Presuming that we will accept anything for our data we are about to save, we would be ready to pass the $_POST data to update_post_meta(). But that is unlikely to be a good idea.

We should not presume that our data is the right type and is a valid option. Instead, let’s ensure that these pieces of data are strings and are valid options. Since we are not yet discussing sanitization, the only way to ensure the data we are saving is ready to save is to check that it is one of a pre-defined set of options we know are OK.

if ( isset( $_POST[ '_wpnonce' ] ) && wp_verify_nonce( $_POST[ '_wpnonce' ] ) ) {
    if ( current_user_can( 'some_capability' ) ) {
        if ( ! isset( $_POST[ 'post_id' ] ) || ! is_numeric( $_POST[ 'post_id' ] ) || ! is_object( get_post( $_POST[ 'post_id' ] ) ) ) {
            status_header( '400' );
            echo "post_id must be set and represent a valid post";
            die();
        } elseif ( ! isset( $_POST[ 'data' ] ) || ! is_array( $_POST[ 'data' ] ) || ! isset( $_POST[ 'data' ][ 'foo' ], $_POST[ 'data' ][ 'foo' ] ) ) {
            status_header( '400' );
            echo 'data must be set and be an array containing the keys "foo" and "bar"';
            die();
        } else {
            foreach ( [ 'foo', 'bar' ] as $key ) {
                if ( ! is_string( $_POST[ 'data' ][ $key ] ) || ! in_array( $_POST[ 'data' ][ $key ], array(
                        'hats',
                        'shoes',
                        'socks'
                    ) )
                ) {
                    status_header( 400 );
                    echo 'foo and bar must be either hats, shoes or socks';
                    die();
 
                } else {
 
                    foreach ( [ 'foo', 'bar' ] as $key ) {
                        update_post_meta( $_POST[ 'post_id' ],$key, $_POST[ 'data' ][ $key ] );
                    }
                    $post = get_post( $_POST[ 'post_id' ] );
                    if ( is_object( $post ) ) {
                        status_header( 200 );
                    } else {
                        status_header( 500 );
                    }
                    die();
 
                }
            }
        }
    } else {
        status_header( '403' );
        die();
    }
} else {
    status_header( '401' );
    die();
}

Please notice that I’ve been keeping this discussion abstract and not validating that the right endpoint is being used. In many cases, for example, when using the WordPress REST API or admin AJAX, WordPress will route the data to the correct input.

It is not uncommon to hook into init or admin_init and check if a certain GET or POST variable is set, and if so to process that data in a certain way. That is fine as long as the validation is correct.

For example, this would process a specific type of request or do nothing:

add_action( 'init', function() {
    if( isset( $_GET[ 'my-api-action' ] ) && in_array( $_GET[ 'my-api-action' ], array( 'read', 'delete' ) ) ) {
        echo function_that_proccessed_my_api();
        die();
    }
 
});

On the other hand, failing to check that the request is valid for this context is going to cause a lot of problems.

Validation Is Not Enough

So far, we’ve covered validation, which is an important step before saving data.

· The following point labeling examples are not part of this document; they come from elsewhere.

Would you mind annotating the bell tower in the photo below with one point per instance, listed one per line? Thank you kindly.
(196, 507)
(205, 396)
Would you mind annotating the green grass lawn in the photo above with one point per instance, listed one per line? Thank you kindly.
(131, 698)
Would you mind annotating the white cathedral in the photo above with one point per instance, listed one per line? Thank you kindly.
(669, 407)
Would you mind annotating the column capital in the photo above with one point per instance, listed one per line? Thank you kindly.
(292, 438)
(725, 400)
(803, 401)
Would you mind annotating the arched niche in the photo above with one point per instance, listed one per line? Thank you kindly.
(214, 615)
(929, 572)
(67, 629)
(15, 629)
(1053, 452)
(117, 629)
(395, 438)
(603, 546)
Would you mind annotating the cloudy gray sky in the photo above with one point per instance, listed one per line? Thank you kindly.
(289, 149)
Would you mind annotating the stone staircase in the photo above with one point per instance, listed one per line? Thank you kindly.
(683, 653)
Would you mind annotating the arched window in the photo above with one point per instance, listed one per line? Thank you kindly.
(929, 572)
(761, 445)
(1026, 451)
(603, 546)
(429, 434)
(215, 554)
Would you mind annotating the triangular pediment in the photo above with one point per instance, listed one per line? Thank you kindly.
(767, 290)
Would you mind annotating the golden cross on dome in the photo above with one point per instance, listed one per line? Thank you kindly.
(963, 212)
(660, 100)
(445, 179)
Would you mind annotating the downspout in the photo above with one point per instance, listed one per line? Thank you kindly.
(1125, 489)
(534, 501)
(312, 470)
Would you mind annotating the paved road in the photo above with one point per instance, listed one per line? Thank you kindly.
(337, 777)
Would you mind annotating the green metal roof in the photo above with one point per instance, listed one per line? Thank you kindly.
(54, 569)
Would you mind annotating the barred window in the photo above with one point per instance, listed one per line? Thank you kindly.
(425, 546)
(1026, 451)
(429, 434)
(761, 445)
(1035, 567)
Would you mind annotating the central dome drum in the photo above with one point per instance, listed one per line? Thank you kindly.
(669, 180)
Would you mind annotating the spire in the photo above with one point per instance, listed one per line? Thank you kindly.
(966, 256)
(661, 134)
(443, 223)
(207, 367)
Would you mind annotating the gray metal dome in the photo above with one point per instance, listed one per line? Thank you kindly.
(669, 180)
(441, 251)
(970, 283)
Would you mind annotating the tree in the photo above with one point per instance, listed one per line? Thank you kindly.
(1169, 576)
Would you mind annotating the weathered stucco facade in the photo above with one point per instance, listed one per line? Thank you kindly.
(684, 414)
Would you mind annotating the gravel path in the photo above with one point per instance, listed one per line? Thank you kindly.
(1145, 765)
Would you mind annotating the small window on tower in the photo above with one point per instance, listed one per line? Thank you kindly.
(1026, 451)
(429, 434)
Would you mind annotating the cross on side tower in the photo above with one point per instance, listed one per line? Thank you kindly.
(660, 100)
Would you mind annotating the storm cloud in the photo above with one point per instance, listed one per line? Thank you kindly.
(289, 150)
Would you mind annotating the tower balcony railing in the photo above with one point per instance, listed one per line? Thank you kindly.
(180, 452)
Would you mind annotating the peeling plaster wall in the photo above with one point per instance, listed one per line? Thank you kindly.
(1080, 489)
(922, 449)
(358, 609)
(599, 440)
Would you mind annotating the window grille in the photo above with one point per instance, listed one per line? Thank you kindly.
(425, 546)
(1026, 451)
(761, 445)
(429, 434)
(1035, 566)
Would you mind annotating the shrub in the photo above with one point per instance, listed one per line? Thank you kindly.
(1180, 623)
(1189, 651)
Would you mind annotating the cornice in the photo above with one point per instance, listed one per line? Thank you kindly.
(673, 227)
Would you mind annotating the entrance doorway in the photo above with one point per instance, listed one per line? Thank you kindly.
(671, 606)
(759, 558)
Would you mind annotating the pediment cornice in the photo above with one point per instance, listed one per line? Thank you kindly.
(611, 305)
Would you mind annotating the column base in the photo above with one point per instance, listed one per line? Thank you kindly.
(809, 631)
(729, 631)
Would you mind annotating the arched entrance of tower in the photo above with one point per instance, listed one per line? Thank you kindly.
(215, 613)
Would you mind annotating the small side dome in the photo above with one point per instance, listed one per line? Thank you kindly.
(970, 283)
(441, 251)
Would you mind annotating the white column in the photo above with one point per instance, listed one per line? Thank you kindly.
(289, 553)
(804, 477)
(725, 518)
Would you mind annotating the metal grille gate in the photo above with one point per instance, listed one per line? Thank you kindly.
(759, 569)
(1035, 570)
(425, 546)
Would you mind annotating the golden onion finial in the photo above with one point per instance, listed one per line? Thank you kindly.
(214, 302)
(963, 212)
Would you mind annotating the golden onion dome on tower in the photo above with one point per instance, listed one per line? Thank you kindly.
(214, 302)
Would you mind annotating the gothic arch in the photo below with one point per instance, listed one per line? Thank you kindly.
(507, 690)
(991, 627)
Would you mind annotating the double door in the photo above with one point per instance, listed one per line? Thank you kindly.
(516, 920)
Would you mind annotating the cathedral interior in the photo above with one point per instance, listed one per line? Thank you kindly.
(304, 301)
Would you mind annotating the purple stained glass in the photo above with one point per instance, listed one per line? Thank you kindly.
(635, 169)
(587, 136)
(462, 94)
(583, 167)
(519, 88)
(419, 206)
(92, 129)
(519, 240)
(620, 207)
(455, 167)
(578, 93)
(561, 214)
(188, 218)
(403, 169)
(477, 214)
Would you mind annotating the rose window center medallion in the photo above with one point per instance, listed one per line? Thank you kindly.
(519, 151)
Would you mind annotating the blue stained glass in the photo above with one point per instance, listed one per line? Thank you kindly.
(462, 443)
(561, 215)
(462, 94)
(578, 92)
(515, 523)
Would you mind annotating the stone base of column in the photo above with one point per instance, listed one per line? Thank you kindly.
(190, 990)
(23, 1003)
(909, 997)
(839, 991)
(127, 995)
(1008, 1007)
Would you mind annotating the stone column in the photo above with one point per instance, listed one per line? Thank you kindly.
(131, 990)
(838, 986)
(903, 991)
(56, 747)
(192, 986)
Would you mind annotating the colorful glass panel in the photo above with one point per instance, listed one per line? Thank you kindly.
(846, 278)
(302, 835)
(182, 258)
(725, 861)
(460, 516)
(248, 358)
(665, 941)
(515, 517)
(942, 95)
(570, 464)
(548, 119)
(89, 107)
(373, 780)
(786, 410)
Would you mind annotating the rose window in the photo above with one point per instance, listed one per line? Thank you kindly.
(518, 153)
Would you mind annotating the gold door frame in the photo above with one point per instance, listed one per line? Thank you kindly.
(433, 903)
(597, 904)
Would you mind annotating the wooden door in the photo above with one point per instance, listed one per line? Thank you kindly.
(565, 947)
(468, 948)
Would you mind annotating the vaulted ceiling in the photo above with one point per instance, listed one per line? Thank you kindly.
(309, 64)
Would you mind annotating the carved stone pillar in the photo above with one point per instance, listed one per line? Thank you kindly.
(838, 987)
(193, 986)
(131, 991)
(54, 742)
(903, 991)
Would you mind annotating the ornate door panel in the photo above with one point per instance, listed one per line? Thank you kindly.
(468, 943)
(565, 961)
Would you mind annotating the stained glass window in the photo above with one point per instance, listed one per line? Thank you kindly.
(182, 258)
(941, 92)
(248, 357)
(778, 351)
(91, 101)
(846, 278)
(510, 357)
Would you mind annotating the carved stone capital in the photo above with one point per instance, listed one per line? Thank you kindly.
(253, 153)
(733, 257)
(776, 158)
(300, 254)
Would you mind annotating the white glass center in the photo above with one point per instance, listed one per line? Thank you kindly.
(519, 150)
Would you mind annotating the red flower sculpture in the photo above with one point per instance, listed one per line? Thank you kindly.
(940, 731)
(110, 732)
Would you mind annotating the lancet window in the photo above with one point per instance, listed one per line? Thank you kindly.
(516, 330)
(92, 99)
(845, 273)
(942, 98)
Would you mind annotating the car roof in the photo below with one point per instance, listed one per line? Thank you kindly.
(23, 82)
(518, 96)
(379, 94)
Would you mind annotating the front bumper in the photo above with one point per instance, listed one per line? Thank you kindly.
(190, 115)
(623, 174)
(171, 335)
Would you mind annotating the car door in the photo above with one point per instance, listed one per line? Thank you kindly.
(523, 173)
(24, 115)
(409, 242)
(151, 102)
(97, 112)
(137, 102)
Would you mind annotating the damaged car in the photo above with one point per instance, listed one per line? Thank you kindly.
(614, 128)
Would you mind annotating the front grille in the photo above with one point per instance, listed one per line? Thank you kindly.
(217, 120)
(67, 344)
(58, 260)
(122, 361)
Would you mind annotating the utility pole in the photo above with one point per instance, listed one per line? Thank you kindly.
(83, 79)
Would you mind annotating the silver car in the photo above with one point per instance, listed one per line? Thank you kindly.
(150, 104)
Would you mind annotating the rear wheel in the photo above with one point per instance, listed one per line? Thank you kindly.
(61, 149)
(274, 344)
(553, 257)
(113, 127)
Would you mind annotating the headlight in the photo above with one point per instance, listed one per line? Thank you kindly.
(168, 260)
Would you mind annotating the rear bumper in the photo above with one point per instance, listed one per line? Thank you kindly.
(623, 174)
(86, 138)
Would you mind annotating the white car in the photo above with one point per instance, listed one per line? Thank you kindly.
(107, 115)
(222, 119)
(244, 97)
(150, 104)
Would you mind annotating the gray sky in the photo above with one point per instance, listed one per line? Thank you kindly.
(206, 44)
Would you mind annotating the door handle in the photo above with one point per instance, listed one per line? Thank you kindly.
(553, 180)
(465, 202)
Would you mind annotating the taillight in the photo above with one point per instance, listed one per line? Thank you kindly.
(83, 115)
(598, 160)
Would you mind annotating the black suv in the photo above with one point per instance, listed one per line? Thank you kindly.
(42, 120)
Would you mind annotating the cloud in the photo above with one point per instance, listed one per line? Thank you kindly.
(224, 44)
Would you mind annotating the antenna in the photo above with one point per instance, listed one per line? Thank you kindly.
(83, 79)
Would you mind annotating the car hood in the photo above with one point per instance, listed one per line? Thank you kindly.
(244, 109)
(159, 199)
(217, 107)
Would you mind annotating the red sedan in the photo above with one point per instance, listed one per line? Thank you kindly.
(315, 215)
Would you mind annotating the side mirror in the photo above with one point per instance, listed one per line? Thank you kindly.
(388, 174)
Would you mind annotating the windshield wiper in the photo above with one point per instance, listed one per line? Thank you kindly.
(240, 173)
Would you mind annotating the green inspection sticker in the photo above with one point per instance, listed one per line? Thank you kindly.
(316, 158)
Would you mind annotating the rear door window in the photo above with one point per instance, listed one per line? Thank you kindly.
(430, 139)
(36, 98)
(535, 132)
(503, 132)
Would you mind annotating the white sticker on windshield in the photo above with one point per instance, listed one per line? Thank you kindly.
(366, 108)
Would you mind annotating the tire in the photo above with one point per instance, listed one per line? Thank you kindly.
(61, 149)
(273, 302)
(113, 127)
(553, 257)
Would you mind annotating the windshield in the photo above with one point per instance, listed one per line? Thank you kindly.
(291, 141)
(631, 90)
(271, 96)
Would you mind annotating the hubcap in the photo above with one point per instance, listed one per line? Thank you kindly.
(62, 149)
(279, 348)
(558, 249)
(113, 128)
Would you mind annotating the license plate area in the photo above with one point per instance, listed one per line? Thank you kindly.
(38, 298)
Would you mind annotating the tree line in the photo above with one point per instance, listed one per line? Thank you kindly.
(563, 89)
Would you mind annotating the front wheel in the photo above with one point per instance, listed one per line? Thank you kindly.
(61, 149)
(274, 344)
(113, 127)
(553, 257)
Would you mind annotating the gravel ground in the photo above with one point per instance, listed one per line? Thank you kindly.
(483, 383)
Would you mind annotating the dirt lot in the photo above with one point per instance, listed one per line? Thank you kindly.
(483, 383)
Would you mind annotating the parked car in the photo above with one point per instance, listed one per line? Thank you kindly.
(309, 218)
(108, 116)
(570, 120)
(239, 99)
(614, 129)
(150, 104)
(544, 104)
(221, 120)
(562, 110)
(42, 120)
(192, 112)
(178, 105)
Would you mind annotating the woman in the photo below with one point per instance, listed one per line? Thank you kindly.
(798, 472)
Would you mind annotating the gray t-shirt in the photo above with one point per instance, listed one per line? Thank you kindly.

But, just because data is formatted properly, does not make it safe. Similarly, just because data is in the right location and of the right type, does not mean it is safe to use.

Imagine we are saving a string. Do we want to accept any string? Or, should we exclude a string that has JavaScript or MySQL in it, which might be malicious? Or it might be a string that using PHP serialization or json syntax might interpreted later as an array or object.

Sanitization is all about context. In some contexts, you might only want to accept a string with no spaces or HTML tags. In other cases, you want to accept HTML.

Validation and sanitization can be easily confused. Validation functions return false when the input is invalid. This is great for use in a conditional, wrapped around a sanitization function and a save function.

Sanitization functions return a clean version of what is inputted to them. Of course, there may be nothing left after removing the unsafe part of the input. In some cases, that is just fine — saving the empty result, in other case validations, may require post sanitization.

Consider these examples using the validation function is_email() and the sanitization function sanitize_email():

var_dump( is_email( '[email protected]' ) ); //true
var_dump( is_email( 'x' ) ); //false
var_dump( sanitize_email( '1@' ) ); // ''
var_dump( sanitize_email( '1@ha^ts.com' ) ); //[email protected]
var_dump( sanitize_email( '[email protected]' ) ); //[email protected]

In the first two cases, we are validating that a string could be an email address. In the next three, we are converting an email address to something that is safe to put in the database, and we can expect to come out of the database as an email address.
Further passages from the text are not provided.